A year ago, I would never have thought I’d be an indie author one day. At that time, I was unemployed, like many people in the UK, and could barely afford paying the rent let alone meet the monthly repayments of my student loan. Even with two good degrees, I had been looking for a job for three years without much success. During breaks from filling out application forms and struggling to get freelance work, I kept myself sane by writing as much as I could. It was my way to deal with the stress and pressure of not having a regular job.
Writing had been a hobby of mine for more than ten years. I had six books ready for publication and was actively seeking an agent or publisher for my work. Several times I came very close to landing an agent and did the ‘suggested’ changes to my manuscripts, only to have my hopes dashed again. With publishers I had similar experiences, some rejected me because I wouldn’t cut down on a 94k manuscript, others because they didn’t like a particular character. There was a time when I just couldn’t afford the horrendous postage charges for sending a manuscript to the US, so I kept postponing sending off large parcels until I got a freelance gig and had some money left.
After reading about Amanda Hocking’s success, I realised publishing doesn’t start and end with landing an agent and selling one’s work to one of the big six publishers. Sure, that would be a nice accomplishment, but I figured I might be more likely to win the lottery. It took me a long time to take this step because I kept hoping someone might make an offer soon, but when the offer never came in and I was more and more struggling to get a job and pay the bills, I decided I had nothing to lose by going the independent route. At least I had tried my best.

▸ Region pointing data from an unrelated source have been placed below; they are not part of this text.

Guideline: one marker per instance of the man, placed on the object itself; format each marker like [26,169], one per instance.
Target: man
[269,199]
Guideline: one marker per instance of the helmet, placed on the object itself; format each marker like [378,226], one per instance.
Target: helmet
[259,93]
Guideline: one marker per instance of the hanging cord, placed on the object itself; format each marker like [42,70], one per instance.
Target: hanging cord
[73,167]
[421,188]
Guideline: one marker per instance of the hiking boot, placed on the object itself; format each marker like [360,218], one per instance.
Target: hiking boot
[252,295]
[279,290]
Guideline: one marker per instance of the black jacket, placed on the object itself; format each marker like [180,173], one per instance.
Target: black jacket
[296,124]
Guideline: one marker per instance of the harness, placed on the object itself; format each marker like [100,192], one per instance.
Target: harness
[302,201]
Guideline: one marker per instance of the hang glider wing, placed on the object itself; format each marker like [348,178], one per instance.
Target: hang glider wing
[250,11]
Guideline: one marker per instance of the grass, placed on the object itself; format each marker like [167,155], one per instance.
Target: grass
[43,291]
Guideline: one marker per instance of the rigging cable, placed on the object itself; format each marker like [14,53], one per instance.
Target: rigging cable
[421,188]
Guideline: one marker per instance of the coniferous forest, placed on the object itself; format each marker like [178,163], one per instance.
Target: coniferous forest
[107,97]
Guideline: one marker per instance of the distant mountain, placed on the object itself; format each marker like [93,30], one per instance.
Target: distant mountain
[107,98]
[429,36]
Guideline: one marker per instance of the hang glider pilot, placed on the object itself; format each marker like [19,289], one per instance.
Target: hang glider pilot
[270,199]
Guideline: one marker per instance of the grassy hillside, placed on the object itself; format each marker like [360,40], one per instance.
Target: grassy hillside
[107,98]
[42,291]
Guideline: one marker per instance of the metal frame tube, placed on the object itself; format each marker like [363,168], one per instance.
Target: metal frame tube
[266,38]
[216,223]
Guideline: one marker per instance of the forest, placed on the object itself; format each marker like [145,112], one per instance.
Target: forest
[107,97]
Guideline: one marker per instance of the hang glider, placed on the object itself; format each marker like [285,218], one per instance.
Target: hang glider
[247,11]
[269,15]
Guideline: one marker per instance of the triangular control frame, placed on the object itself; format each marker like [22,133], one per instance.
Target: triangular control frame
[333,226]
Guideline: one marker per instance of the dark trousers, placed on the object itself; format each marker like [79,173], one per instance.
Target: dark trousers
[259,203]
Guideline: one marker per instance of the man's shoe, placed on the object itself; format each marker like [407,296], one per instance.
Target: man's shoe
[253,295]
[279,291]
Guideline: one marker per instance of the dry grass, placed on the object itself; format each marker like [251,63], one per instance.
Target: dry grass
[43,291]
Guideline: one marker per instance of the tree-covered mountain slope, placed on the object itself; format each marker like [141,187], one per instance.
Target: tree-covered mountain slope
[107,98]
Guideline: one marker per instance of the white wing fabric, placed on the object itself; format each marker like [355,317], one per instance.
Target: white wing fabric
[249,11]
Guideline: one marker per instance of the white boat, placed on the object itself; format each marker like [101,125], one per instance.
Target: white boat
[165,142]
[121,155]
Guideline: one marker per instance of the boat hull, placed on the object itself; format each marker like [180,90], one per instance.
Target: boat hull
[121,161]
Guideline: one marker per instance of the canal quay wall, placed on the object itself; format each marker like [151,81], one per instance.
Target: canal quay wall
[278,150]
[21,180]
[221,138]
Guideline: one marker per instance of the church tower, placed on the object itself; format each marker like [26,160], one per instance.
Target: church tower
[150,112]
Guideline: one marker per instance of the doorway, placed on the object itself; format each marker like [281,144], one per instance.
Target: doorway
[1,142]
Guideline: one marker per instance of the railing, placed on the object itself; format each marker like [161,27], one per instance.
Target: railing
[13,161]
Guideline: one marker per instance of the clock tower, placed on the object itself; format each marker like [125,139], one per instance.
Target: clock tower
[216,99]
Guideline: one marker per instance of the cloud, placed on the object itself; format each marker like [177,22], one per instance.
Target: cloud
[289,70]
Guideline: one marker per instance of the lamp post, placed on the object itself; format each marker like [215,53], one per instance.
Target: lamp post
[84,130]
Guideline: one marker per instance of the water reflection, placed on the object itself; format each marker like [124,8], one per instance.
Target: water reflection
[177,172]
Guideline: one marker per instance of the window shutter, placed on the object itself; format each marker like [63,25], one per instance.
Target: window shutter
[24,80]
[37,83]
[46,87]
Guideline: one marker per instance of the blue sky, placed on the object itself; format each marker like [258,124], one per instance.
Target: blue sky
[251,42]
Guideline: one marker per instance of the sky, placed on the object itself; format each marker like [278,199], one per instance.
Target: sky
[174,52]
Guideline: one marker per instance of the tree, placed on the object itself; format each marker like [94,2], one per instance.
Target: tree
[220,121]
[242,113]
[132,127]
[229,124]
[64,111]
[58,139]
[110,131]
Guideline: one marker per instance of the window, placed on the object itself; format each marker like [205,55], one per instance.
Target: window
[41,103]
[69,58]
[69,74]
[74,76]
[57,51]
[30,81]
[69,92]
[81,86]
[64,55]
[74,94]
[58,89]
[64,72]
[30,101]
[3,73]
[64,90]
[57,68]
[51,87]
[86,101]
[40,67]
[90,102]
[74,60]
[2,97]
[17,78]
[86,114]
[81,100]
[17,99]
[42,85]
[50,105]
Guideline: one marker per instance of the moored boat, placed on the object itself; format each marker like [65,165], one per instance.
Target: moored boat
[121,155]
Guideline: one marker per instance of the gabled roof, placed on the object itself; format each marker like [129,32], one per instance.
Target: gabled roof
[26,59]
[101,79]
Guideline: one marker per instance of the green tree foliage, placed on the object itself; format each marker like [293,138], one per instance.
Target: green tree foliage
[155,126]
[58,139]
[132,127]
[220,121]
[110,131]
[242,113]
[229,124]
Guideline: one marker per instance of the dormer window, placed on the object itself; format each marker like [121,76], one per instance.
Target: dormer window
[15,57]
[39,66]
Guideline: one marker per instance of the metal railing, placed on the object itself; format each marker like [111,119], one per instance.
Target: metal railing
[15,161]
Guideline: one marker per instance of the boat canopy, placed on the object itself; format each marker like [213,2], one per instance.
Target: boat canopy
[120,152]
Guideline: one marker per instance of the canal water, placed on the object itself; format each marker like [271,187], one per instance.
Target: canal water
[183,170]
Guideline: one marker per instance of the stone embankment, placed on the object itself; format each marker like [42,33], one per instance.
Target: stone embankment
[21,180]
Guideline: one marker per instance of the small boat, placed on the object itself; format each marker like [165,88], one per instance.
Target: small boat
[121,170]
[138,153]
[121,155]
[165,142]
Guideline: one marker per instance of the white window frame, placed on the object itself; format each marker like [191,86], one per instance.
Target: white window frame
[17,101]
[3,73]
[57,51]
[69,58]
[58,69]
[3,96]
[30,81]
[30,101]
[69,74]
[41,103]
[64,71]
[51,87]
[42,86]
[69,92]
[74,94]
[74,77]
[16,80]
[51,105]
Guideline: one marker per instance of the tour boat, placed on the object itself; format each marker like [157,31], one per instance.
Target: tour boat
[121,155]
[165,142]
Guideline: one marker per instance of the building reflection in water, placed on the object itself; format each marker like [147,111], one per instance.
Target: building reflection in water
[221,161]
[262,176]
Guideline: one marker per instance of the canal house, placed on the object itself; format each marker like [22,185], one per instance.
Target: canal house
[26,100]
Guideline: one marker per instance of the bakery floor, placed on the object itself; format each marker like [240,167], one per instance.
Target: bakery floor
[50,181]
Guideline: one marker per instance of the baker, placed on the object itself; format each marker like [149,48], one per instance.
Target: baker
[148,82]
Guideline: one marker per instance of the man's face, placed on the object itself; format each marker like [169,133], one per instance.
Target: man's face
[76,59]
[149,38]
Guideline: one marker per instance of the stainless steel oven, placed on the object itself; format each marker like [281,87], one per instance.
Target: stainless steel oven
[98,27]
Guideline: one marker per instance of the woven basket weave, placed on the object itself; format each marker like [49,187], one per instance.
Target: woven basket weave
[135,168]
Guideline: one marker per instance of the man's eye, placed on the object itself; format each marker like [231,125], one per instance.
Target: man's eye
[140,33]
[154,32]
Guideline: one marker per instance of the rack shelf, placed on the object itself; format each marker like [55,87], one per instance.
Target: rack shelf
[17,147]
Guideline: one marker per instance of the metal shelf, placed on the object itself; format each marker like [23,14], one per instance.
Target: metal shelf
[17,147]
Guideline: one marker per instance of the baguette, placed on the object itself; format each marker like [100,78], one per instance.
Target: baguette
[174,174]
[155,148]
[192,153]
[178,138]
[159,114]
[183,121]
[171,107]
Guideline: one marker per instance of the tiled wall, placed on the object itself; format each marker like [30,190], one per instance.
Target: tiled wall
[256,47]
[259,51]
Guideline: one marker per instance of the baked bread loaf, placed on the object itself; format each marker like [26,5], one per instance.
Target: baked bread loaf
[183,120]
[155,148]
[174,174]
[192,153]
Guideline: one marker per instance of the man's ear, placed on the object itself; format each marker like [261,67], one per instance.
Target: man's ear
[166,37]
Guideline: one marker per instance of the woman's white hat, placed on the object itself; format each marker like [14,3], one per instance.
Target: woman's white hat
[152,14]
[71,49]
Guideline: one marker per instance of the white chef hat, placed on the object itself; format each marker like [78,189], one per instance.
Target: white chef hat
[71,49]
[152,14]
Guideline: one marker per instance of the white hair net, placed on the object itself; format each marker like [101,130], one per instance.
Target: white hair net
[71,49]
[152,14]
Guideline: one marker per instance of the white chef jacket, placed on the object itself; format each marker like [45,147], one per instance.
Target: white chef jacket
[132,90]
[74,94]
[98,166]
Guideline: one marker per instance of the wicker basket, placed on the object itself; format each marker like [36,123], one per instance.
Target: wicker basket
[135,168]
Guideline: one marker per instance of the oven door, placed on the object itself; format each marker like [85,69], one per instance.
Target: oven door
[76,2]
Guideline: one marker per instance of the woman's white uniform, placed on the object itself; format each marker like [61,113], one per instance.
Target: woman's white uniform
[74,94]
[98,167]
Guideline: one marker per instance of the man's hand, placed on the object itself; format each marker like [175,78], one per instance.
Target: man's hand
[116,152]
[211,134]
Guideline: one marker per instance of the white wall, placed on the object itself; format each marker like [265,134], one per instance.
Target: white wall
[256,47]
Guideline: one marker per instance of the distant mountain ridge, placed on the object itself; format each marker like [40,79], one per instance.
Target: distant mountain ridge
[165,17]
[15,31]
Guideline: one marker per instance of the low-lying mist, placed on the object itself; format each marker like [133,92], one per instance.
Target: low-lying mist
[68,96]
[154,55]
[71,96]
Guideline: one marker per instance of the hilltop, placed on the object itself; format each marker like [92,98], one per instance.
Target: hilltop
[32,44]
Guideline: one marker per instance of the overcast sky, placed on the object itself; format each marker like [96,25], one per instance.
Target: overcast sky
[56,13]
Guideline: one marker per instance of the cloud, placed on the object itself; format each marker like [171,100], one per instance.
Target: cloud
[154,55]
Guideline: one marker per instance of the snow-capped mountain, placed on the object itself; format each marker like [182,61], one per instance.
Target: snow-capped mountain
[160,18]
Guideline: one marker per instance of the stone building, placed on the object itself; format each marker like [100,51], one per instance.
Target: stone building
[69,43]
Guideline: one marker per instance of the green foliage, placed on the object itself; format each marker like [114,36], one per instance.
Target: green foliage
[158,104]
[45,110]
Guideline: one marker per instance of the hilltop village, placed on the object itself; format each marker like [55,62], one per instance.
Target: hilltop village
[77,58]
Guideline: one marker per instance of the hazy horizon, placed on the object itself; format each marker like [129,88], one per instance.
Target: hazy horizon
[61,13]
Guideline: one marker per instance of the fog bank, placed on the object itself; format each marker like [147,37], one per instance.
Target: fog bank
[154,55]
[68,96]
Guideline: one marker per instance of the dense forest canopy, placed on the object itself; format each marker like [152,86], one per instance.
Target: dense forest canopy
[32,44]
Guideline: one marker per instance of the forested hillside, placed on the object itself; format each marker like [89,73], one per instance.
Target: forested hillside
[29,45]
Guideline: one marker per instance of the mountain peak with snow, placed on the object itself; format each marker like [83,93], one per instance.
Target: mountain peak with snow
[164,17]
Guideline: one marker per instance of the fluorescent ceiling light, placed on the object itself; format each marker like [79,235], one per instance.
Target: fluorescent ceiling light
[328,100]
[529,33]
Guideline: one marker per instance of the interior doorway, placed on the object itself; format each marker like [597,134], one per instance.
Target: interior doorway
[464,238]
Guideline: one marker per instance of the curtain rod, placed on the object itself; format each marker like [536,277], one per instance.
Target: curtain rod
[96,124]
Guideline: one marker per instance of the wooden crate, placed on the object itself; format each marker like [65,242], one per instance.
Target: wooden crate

So, instead of wasting yet more time, I spent two weeks getting my first manuscript, Alex Gonzo, Royal Spy, ready for publishing via Kindle. It took a few attempts (actually, more than I care to reveal), but I finally figured out how to format it correctly after which it became easier with every book published.
Needless to say, I knew next to nothing about self-publishing a book or the marketing involved. I had heard of authors using Twitter and Facebook to promote their work, but that about summed up my knowledge of social media. My first attempts at Tweeting were pretty much useless and Alex Gonzo, Royal Spy didn’t sell a single copy. Five months later, I had barely sold 100 copies of that book, but I wasn’t ready to give up and self published A Job From Hell, which is the first book in the Ancient Legends series. That book didn’t take off straight away. In fact, I only sold about 60 copies in the first month. However, the more time I spent researching on the Internet and reading as many blog on publishing as I could find, the more I was determined to succeed, not least because I still hadn’t found a job and it didn’t look like I would in the near future.
Three months and a few more books later, I sell a few thousand copies a month. My books aren’t doing as great on Amazon as those of some of my fellow authors and I’m thinking maybe my coverart isn’t that great, maybe my blurbs would benefit from a makeover. However, at a price of 99c a book, my earnings at least pay the monthly rent, which is more than I would’ve earned if I kept contacting agents and publishers only to have my confidence crushed.